The effects of US policy need to be seen against this background. China is trying to push the United States out of East Asia, which it regards as its backyard. The Korean Peninsula could become the first manifest example of that strategic ambition, and a test case for how Washington and the rest of the world will react. For the second time after 2018, Trump has brought the US back into the game. His unconventional and seemingly erratic approach has for now saved China from having to openly act against the hitherto tough and uncompromising US and United Nations line on North Korea, and it saved the US from having to respond to such an open challenge. The contrast could not be bigger between the behavior of US Vice President Mike Pence during the Pyeongchang Olympics, when he refused to even look at Kim Jong Un’s sister and remained seated ostentatiously when the two Korean teams marched in, and President Trump’s forthcoming and friendly way of dealing with Kim Jong Un.

The handshake at the DMZ on June 30, 2019 was only arranged a day or so before it happened.

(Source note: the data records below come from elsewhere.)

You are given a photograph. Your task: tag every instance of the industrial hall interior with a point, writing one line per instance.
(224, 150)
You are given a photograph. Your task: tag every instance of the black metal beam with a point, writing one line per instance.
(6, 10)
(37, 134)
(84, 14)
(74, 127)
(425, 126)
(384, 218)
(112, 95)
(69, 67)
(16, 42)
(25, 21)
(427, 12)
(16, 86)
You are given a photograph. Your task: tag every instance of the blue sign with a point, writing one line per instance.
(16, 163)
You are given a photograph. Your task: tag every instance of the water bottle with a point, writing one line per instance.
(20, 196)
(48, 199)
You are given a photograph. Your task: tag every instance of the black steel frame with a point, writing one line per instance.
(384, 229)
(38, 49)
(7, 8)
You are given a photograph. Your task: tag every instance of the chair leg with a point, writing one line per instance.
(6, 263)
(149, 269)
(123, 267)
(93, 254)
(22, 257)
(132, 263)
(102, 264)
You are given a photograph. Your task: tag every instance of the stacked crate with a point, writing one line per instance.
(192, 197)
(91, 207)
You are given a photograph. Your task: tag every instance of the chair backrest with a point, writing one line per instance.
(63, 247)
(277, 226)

It came less than two weeks after the first official state visit in 14 years by a Chinese leader to North Korea, and only a few days after the arrest of a Westerner who had been tweeting about everyday stuff in North Korea. At that time, four months after the failed Hanoi Summit, Pyongyang was running out of patience. The political cost of having Western visitors in the country was, correctly, calculated to be higher than the minuscule economic benefit they created. Even if each of the roughly 5,000 Western tourists who visit North Korea annually spends 2,000 US dollars per visit on average (usually it is less), that amounts to no more than 10 million US dollars of revenue in exchange for letting in, from North Korea’s perspective, 5,000 potential spies and journalists every year. That is now obviously deemed too little by North Korea’s decision makers, especially with the expectation of exploding numbers of Chinese tourists after the return to a cooperative relationship. North Korea is moving away from the West and towards China, where it has also recently become complicated and dangerous to conduct research without being accused of espionage, as shown, for example, in the cases of Michael Spavor and Michael Kovrig.

For the time being, this shift has been slowed down by the DMZ handshake. Nevertheless, it is important to recognize that anything that the West would consider field research will now likely be seen by the North Korean authorities as espionage, and treated accordingly. The speed and relative ease of the release of Australian Kim Il Sung University student Alek Sigley, who had been detained in Pyongyang on June 25, suggests a still strong interest of North Korea in a positive relationship with the West and in particular the US. At this point, the last thing North Korea needed was another Otto Warmbier case that would not match the smiling faces at Panmunjom.

Kim Jong Un’s attempt at maintaining a close relationship with both superpowers is a reasonable approach. Ever since the days of his grandfather, North Korea disliked depending too much on only one side. But this is a strategic line, not a sign of desperation. Heavy dependency on China is clearly not preferred by anyone in North Korea, but it is not a disaster. If the US overestimates its own value for North Korea, and overplays its hand, then China is available as a backup option or a “new way,” as Kim Jong Un hinted in his 2019 New Year’s speech.